Maggie shook her head. ‘So what? What does that mean?’

Mac said, ‘I guess a left-hander couldn’t eat a right-hander.’

‘Well, it couldn’t digest it,’ Hemingway said. ‘They could destroy each other. But look what they’re actually doing.’ They bent to see again. ‘The fig is using the tree for support. You can’t see another detail – in their tangled-up root systems the fig pays the favour back by bringing nutrients to the tree.’

‘It is cooperation,’ Yue-Sai breathed. ‘No genocide here, Doctor. They work together to live. Cooperation, across two domains of life! What a wonderful discovery. My faith in the universe is restored.’ She playfully patted Hemingway on the shoulder. ‘There, you see! If two alien beings such as this can cooperate for their mutual benefit, why not us Chinese and you Americans?’

‘I was born Canadian, not American,’ Hemingway said, uninterested. He bent closer to the intertwined plants.

Maggie came to an impulsive decision. ‘Let’s leave this busy guy to his work. Mac, come with me.’

Mac raised an eyebrow. ‘Problem, Captain?’

‘Yeah,’ she said privately. ‘This issue with you and Snowy – enough with the frosty glares and moody silences. It’s festered long enough, and I need to know what the hell the problem is.’

‘What’s brought this on now? Was it that tree and the strangler fig, living in harmony? You’ll start singing “Ebony and Ivory” next.’

Glowering at him, she said nothing.

He sighed. ‘Your sea cabin?’

‘You bring the single malt.’

Shi-mi insisted on sitting in. Maggie insisted she stay out of sight, under the desk.

And, making it clear he resented being ordered to do so, Mac told Maggie the full story.

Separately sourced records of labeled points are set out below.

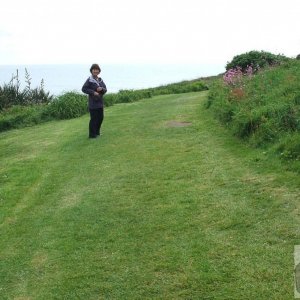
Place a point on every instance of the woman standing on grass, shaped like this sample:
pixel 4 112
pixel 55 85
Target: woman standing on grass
pixel 95 88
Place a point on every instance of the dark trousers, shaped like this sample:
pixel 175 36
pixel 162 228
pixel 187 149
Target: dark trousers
pixel 96 120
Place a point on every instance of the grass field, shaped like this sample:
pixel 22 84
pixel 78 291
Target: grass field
pixel 165 205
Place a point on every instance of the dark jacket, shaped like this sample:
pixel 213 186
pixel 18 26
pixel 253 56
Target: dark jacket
pixel 89 88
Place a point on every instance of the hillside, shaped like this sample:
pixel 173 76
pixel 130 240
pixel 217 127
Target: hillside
pixel 166 205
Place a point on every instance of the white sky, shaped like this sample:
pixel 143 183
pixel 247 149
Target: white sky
pixel 137 31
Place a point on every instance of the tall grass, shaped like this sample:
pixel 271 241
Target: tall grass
pixel 12 94
pixel 32 106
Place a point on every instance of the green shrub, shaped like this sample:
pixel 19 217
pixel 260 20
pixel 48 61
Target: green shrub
pixel 266 109
pixel 258 59
pixel 67 106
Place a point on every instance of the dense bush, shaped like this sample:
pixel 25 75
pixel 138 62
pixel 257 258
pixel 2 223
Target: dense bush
pixel 262 109
pixel 257 59
pixel 67 106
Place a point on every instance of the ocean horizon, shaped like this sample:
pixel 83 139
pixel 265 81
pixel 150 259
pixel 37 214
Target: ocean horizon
pixel 59 79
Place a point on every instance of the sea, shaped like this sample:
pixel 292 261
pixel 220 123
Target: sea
pixel 58 79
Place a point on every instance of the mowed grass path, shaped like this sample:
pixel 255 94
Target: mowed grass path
pixel 148 211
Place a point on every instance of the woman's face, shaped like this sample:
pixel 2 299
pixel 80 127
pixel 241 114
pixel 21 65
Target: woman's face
pixel 95 72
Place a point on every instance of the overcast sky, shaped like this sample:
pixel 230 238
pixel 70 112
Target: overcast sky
pixel 137 31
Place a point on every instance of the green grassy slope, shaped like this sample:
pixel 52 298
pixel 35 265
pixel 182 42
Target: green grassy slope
pixel 151 210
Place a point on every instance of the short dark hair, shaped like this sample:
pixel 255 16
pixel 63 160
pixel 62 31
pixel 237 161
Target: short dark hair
pixel 95 67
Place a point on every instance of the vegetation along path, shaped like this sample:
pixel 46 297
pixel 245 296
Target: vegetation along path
pixel 165 205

‘Here’s the main thing you got to remember, Captain,’ Mac began, as he sipped his malt: his favourite, Auld Lang Syne. ‘We meant well.’

‘“We meant well.” My God, I wonder how many sins have been justified by that line?’

‘Look – this all happened in 2042, ’43. A couple of years after Yellowstone. At that time the
Franklin
was still running Low-Earth relocation missions . . .’

As Maggie remembered too well. Military twains with their holds full of wide-eyed refugees, men, women, children, being taken away from their volcano-smashed homes and deposited in entirely unfamiliar worlds . . .

‘If I recall you had about a year away from the
Franklin
.’

‘Yeah,’ Mac said, ‘before I was called back to advise on the fitting-out of the new
Armstrong
and
Cernan
. You were somewhat busy, Maggie. And you didn’t ask any close questions about what I’d done with my year away.’

‘Hmm. Nor did I check the crew files. No need in your case. So I thought.’

‘You wouldn’t have found much, not without digging. The outcomes were kind of covered up . . . Maggie, I was sent to West 1,617,524.’

She knew that number, and wasn’t surprised. ‘The beagles’ Earth. Snowy’s world.’